Se comprende que el Sindicat de Llogateres, en su último comunicado, se llame a la cautela procurando no provocar el desánimo de cara a continuar una guerra que se prevé –por supuesto que mucho más allá de la tramitación parlamentaria– larga y sin rehenes. Pero me parece que la conclusión de su análisis no admite discusión: este acuerdo de Gobierno incluso contradice aspectos clave de la propuesta de Ley de Vivienda registrada hace unos días en el Congreso de los Diputados por movimientos y organizaciones sociales con el apoyo de varios grupos parlamentarios. El baremo con el que valorar este acuerdo de Gobierno ha de ser inexcusablemente la proposición popular, y no los equilibrios internos y externos de los partidos que conforman la coalición. Por favor, no confundamos los debates.
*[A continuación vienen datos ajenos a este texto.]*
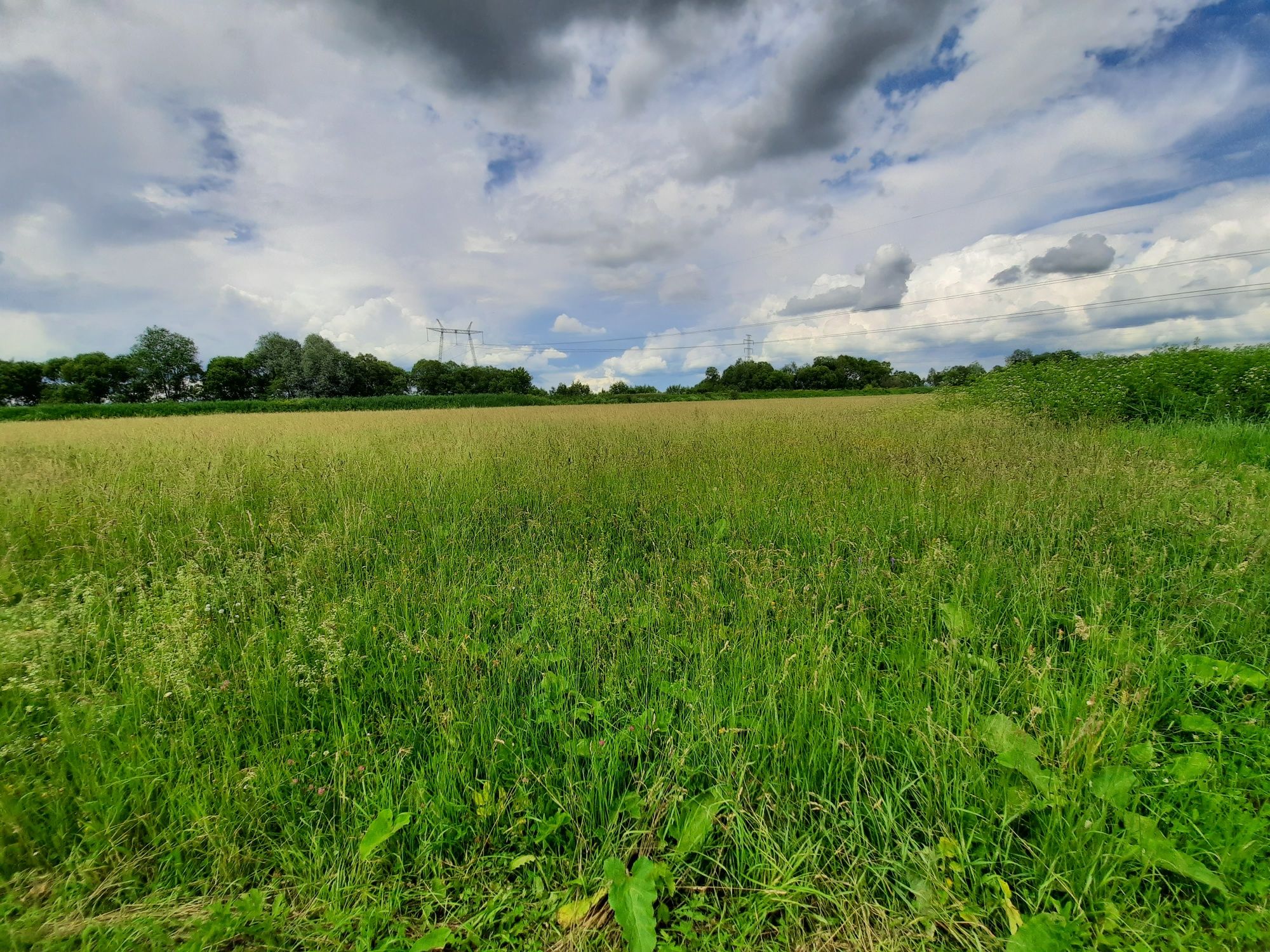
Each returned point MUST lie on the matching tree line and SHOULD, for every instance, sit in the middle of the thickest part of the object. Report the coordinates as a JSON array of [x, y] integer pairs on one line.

Y mucho menos aposta.

 

Quienes, sin identificarnos con la tradición socialdemócrata, asumimos hace años el posibilismo de sobrellevar el Gobierno de José Luis Rodríguez Zapatero, lo hicimos por comprenderlo como un mal menor tras el terrorismo del aznarato. Conllevamos por lo general sus flojedades hasta que la última precipitó su desmoronamiento: no haber tenido la valentía de actuar con sinceridad cuando el país fue sometido al chantaje del sistema financiero global. Se le puede disculpar casi todo a quien asume la tarea desgastante de defender los intereses colectivos en el campo institucional: las insuficiencias, las imposibilidades, las incapacidades e incluso los desaciertos. Pero nunca la insinceridad. Estamos debatiendo últimamente la conformación de un frente amplio de las nuevas izquierdas que sume todas las voluntades. Los deseos colectivos de transformación social, ¿de qué se alimentarán en este momento?, ¿qué hará que se confabulen de cara a un nuevo ciclo de cambio? Con las victorias de relato se podrá engrillotar un rato pero no pagar el alquiler el mes que viene, ni cuando llegue el momento de pegar carteles ni empuñar el voto. No sin antes haber tenido la honestidad de constatar y discutir por qué no se puede.